Il fallait être opiniâtre pour dénicher quelques Ministes sur les pontons de la Mini-Transat La Boulangère à las Palmas, ce dimanche. Bien sûr, on pouvait y croiser quelques irréductibles qui dorment à bord de leur bateau tels Erwan le Mené ou Dorel Nacou, deux ou trois olibrius jouant les pieds-nickelés en prévision de leur prochain sketch vidéo soit Stan Thuret, Martin Callebaut et Valentin Gautier, et la petite communauté des coureurs germaniques sollicités par une chaîne de télévision allemande venue faire un reportage sur ces skippers d’outre-Rhin. Seuls quelques acharnés s’obstinait à travailler le jour du seigneur, à l’instar de Pierre Chedeville en plein carénage ou Simon Koster venu contrôler que tout fonctionnait bien à bord de son prototype après qu’il ait dû effectuer une réparation impliquant de déquiller son bateau.
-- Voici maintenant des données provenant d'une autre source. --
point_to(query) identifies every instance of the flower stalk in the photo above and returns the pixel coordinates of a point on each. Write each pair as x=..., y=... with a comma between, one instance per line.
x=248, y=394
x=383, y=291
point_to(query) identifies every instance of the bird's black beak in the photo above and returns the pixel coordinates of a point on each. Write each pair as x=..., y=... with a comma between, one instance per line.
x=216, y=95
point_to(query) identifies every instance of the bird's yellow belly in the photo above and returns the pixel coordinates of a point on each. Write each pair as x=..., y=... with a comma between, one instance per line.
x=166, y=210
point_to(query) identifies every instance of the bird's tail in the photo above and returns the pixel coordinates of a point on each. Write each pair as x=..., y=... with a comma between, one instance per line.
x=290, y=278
A trois jours du départ, les skippers sont prêts. Les deux semaines et plus passées aux Canaries ont permis aux uns comme aux autres de se pencher sur les derniers détails, de rectifier les points de dysfonctionnement, bref ! de se sentir paré pour le grand saut, celui qui n’autorise pas la moindre défaillance. Seule inconnue : les conditions météorologiques particulièrement clémentes de la première étape n’ont peut-être pas permis à tous de tester le matériel dans des conditions critiques. Mais de toutes les façons, il est maintenant trop tard pour reculer. Et c’est aussi pour ce grand frisson qu’ils sont venus.